Psychoanalysis: The Talking Cure
Freud is famed for developing psychoanalysis. This therapy involves treating mental disorders by delving into a person's possible unconscious issues (e.g., repressed fears and conflicts) through techniques like dream interpretation and free association.
He came upon this notion after discussing the case of "Anna O." (a pseudonym for Bertha Pappenheim) with physician-friend Josef Breuer. Anna was Breuer's patient, who was experiencing "hysteria." Breuer had discovered that if he hypnotized Anna, she'd reveal all sorts of information she didn't recall when she was conscious — and her symptoms would lessen afterward. This psychoanalytic treatment became dubbed the talking cure [sources: PBS, Grayling].
After learning about Anna O., Freud tried the talking cure in his own private practice, but found patients would talk pretty freely to him without hypnosis, provided they were in a relaxed position — specifically, lying down on a couch — and if they were encouraged to say whatever came into their heads, a process known as free association. Once a patient talked at length, Freud could analyze what the person said to figure out what past traumas were likely causing the patient's current distress.
After much study and use of the talking cure, Freud decided that mental health issues usually stemmed from repressed thoughts, often of a sexual nature. These could be forbidden sexual urges or due to sexual traumas that were experienced in childhood. By repressing these thoughts or traumas, the patients often ended up suffering from depression, anxiety and a host of other ailments. This is because, while certain thoughts of ours are unacknowledged, they are still in our minds in some form.
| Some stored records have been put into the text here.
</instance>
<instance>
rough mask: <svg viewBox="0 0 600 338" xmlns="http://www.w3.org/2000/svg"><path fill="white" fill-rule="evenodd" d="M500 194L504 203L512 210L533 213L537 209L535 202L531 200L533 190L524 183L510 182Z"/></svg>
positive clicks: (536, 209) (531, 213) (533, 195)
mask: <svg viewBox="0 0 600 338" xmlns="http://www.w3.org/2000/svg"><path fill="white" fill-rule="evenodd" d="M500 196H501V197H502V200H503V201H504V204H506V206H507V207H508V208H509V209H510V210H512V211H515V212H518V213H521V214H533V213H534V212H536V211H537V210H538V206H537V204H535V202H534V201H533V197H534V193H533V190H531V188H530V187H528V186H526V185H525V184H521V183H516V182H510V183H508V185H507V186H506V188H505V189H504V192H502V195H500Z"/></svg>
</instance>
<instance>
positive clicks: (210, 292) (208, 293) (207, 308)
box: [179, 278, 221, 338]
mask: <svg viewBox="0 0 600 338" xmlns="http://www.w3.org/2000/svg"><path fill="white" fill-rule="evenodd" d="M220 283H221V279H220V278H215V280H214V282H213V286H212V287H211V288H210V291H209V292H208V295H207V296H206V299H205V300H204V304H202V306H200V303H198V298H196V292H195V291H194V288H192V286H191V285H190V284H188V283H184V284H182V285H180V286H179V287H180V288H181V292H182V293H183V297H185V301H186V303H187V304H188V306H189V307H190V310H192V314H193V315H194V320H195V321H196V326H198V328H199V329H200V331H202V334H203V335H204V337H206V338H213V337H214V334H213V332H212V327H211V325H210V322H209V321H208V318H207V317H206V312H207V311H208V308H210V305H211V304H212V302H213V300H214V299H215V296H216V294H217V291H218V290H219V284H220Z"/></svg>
By employing the talking cure, or psychoanalysis, a therapist can help a patient dig into the destructive, hurtful issues in their unconscious minds, after which point they can deal with them. To be successful, this therapy usually means meeting with the analyst several times a week for months and maybe even years, depending on the person and their issues.
Psychoanalysis is still in use today, but not widely practiced by therapists (only about 1 in 20,000 Americans use it) [source: Dvorsky]. It can be helpful for those who have longstanding problems they haven't been able to resolve, such as feelings of inferiority that have lingered since childhood. But it's not typically used for, say, someone who has temporary anxiety or depression that stems from a specific, identifiable trauma, such as the loss of a child.
Nevertheless, studies have shown that psychoanalysis, as practiced today, is effective [source: Schedler]. There's less emphasis on dream interpretation and more on helping the patient put words to feelings. The patient often still lies down on a couch during sessions, typically with the therapist nearby, but out of sight, so as not to be a distraction. The patient will then speak of whatever comes to mind in an effort to get the unconscious mind to reveal itself. The analyst tries to interpret what may be going on in a way that is helpful to the patient [source: Kunst].